My stone fruit trees are going absolutely bonkers in my garden. This spring I added two “Mid-Pride” peach trees to the garden. Mid-pride peaches have yellow meat and are bred to do well in our coastal climate. I have been waiting in anticipation to enjoy their luscious yield — am I such a garden geek that I get so excited about fruit? (Don’t answer that.) Now, of course, all the fruit bears at one time! We have been plowing through them, but still we accumulated quite a stash. This morning I noticed a bunch in a basket on the counter that has seen better days. I don’t know about you, but dimpled and soggy fruit just doesn’t do it for me. So, lesson number one in planting a garden … learn to be creative!

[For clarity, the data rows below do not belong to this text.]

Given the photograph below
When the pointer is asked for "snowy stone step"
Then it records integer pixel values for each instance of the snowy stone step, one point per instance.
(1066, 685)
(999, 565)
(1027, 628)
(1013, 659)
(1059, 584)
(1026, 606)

I didn’t have time to make a pie between picking up and dropping off the kids at two different camps — nor did I really want to eat one — I mean, come on, it is bathing suit season. And I know I would be the one to eat the entire thing myself. But I digress … back to the real issue at hand: old stone fruit. I decided to make jam* on a whim and it was so easy and lip smacking good. It only has a teensy-weensy bit of sugar and used up the whole basket of fruit. During my peach and apricot creation, my sister Desiree was visiting. We spooned the preserves over homemade buttermilk ice cream and topped it with mashed Maracona almonds, it was absolutely delicious — sweet, tart, crunchy and salty, yum.
*I didn’t can the jam in the technical sense but poured it into small clean glass jars to be stored in the refrigerator. Since they are small and I am known to share with friends, they will be used up pretty quickly, thus saving myself some time and, quite honestly, anxiety from the canning process.

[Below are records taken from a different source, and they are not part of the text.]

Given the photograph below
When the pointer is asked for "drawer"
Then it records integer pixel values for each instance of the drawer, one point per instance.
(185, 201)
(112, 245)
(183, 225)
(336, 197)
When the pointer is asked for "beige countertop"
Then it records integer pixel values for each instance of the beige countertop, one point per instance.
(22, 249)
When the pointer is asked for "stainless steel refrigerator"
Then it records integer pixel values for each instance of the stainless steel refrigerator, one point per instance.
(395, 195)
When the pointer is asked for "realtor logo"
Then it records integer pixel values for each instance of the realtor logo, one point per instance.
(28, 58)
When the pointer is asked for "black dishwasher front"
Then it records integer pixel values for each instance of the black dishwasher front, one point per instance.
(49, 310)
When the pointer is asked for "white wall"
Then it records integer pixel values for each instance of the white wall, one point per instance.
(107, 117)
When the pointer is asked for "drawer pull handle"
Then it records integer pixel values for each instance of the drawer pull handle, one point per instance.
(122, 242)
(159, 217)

Homemade Peach and Apricot Jam
If you have more fruit, then simply double the amounts. This recipe makes 24 ounces of preserves.

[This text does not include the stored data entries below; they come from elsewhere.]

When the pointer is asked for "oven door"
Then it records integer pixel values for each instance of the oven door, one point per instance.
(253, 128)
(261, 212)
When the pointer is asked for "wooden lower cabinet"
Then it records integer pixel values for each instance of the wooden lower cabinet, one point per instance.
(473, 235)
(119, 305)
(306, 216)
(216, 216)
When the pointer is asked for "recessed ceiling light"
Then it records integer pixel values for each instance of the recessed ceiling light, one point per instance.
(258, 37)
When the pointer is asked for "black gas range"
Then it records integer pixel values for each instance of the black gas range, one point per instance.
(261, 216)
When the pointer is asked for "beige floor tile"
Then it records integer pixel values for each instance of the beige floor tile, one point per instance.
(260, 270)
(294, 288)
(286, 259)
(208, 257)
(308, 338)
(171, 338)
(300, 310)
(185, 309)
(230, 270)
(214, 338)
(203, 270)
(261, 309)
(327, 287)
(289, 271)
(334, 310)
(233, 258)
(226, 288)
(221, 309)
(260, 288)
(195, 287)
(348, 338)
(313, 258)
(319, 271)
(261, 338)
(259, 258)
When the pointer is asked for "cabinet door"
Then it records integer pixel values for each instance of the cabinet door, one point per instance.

4 cups very ripe stone fruit (I used peaches and apricots), cut into quarters, skin on
¼ cup sugar
Juice of half a lemon
Combine the ingredients in a pot on the stove and cook on medium high heat and bring to a boil. Stirring occasionally, continue to let the fruit cook and release their juices for about 15 minutes. Reduce the heat to low or simmer, mash with a potato masher, and continue to cook for an additional 15 minutes.
Note: The buttermilk ice cream was left over from the 4th of July and was really delicious.